At one end of the spectrum, you might not bother at all.  This might be if you see it as a low risk of it happening or, in modern networks, which are L3, there's no real major multi node L2 domain.

The other end of the spectrum, is you apply Root Guard every where you can that will insure the L2 network functions as you intend without any possible disruption.  This, though, has to be done with great care.  One might assume we only want our one root switch to be the root or the secondary, but what if the L2 network breaks and becomes partitioned?

So, the Cisco recommended best practice, if you're going to use this feature at all, you use it on an administrative boundary where your administrative neighbor could "accidentally" replace your root with one of their switches.  As such administrative boundaries are often some leaf in a larger L2 topology, often the root being there could be very impactful.

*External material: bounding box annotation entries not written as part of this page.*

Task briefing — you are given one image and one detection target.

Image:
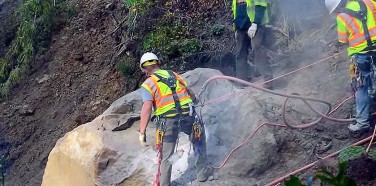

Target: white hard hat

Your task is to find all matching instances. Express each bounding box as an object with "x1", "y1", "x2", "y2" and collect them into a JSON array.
[
  {"x1": 325, "y1": 0, "x2": 341, "y2": 13},
  {"x1": 140, "y1": 52, "x2": 160, "y2": 71}
]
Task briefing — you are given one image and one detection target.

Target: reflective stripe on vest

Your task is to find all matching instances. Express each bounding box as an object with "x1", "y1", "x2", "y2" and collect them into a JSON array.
[
  {"x1": 232, "y1": 0, "x2": 270, "y2": 25},
  {"x1": 141, "y1": 70, "x2": 192, "y2": 116},
  {"x1": 337, "y1": 0, "x2": 376, "y2": 55}
]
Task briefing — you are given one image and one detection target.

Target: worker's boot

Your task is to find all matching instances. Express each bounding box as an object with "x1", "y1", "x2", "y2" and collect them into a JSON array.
[
  {"x1": 348, "y1": 124, "x2": 370, "y2": 138},
  {"x1": 262, "y1": 77, "x2": 273, "y2": 90},
  {"x1": 197, "y1": 166, "x2": 214, "y2": 182}
]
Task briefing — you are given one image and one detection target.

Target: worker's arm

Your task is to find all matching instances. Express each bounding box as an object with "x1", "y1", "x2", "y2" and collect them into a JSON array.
[
  {"x1": 140, "y1": 100, "x2": 153, "y2": 134},
  {"x1": 337, "y1": 14, "x2": 349, "y2": 43},
  {"x1": 187, "y1": 87, "x2": 198, "y2": 104},
  {"x1": 253, "y1": 5, "x2": 266, "y2": 25}
]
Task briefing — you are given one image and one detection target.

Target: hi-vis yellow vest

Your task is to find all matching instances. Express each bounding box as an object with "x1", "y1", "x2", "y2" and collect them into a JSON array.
[
  {"x1": 337, "y1": 0, "x2": 376, "y2": 56},
  {"x1": 141, "y1": 70, "x2": 192, "y2": 116},
  {"x1": 232, "y1": 0, "x2": 270, "y2": 25}
]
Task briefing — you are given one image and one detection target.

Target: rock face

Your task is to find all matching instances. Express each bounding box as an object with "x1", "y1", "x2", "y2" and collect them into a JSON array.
[{"x1": 42, "y1": 69, "x2": 277, "y2": 186}]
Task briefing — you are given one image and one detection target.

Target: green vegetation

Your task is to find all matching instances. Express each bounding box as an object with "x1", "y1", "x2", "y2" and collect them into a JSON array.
[
  {"x1": 0, "y1": 154, "x2": 6, "y2": 186},
  {"x1": 368, "y1": 149, "x2": 376, "y2": 161},
  {"x1": 0, "y1": 0, "x2": 72, "y2": 98},
  {"x1": 284, "y1": 161, "x2": 356, "y2": 186},
  {"x1": 211, "y1": 25, "x2": 225, "y2": 36},
  {"x1": 315, "y1": 161, "x2": 356, "y2": 186},
  {"x1": 141, "y1": 23, "x2": 202, "y2": 64},
  {"x1": 119, "y1": 0, "x2": 203, "y2": 74}
]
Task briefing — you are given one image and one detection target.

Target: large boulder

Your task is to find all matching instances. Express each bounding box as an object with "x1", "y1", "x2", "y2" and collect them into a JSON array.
[{"x1": 42, "y1": 68, "x2": 277, "y2": 186}]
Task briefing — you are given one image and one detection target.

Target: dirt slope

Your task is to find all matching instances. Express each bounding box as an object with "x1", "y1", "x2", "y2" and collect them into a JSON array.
[
  {"x1": 0, "y1": 0, "x2": 127, "y2": 185},
  {"x1": 0, "y1": 0, "x2": 374, "y2": 185}
]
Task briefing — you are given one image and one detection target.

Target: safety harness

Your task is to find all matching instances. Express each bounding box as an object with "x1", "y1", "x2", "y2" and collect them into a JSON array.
[
  {"x1": 153, "y1": 70, "x2": 202, "y2": 186},
  {"x1": 343, "y1": 0, "x2": 376, "y2": 96},
  {"x1": 343, "y1": 0, "x2": 376, "y2": 51}
]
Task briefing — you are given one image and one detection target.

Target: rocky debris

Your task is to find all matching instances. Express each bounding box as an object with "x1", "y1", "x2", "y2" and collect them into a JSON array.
[
  {"x1": 74, "y1": 114, "x2": 93, "y2": 125},
  {"x1": 18, "y1": 105, "x2": 35, "y2": 116},
  {"x1": 36, "y1": 74, "x2": 50, "y2": 84},
  {"x1": 42, "y1": 69, "x2": 278, "y2": 185}
]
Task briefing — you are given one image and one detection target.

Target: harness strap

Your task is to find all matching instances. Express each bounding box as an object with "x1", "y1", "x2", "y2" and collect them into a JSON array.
[
  {"x1": 343, "y1": 0, "x2": 376, "y2": 50},
  {"x1": 154, "y1": 70, "x2": 185, "y2": 120}
]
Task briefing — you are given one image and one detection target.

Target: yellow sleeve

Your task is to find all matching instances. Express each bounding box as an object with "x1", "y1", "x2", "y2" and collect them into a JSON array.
[{"x1": 337, "y1": 15, "x2": 349, "y2": 43}]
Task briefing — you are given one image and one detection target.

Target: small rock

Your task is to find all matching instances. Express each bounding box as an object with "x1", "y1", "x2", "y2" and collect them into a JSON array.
[
  {"x1": 19, "y1": 105, "x2": 34, "y2": 116},
  {"x1": 36, "y1": 74, "x2": 50, "y2": 84},
  {"x1": 317, "y1": 143, "x2": 332, "y2": 154},
  {"x1": 74, "y1": 53, "x2": 84, "y2": 61},
  {"x1": 74, "y1": 114, "x2": 92, "y2": 125}
]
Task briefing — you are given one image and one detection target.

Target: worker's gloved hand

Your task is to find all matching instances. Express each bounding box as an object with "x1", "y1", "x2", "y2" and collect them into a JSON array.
[
  {"x1": 138, "y1": 132, "x2": 146, "y2": 147},
  {"x1": 247, "y1": 23, "x2": 257, "y2": 39}
]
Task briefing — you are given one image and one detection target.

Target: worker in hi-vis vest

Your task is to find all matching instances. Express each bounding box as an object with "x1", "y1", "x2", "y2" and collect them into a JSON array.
[
  {"x1": 232, "y1": 0, "x2": 273, "y2": 88},
  {"x1": 325, "y1": 0, "x2": 376, "y2": 133},
  {"x1": 139, "y1": 52, "x2": 213, "y2": 186}
]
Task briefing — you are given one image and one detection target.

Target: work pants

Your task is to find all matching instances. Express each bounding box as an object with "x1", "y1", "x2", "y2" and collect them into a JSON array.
[
  {"x1": 355, "y1": 55, "x2": 376, "y2": 130},
  {"x1": 160, "y1": 116, "x2": 207, "y2": 186},
  {"x1": 235, "y1": 27, "x2": 273, "y2": 81}
]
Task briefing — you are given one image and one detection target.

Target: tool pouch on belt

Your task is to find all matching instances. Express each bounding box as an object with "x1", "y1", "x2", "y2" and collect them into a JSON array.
[
  {"x1": 190, "y1": 114, "x2": 205, "y2": 156},
  {"x1": 154, "y1": 116, "x2": 166, "y2": 151}
]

Above I mentioned L3 often avoids the need for Root Guard, but even in L3 we might use controled redistribution between ASs.  Same boundary concept.

As to edge ports, we shouldn't be receiving BPDUs on them, which is why BPDU Guard is recommended for those.  As it blocks all BPDUs it, and BPDU filter, negate any need for using Root Guard.

Possibly an interesting question to all our posted replies, do you always use Root Guard as described?

Personally, I don't recall ever using it.  Firstly, networks I've supported have been L3, or if not, migrated to L3.  Second, very rare had a shared L2 topology with an administrative boundary, and the one instance I recall, used BPDU Filter.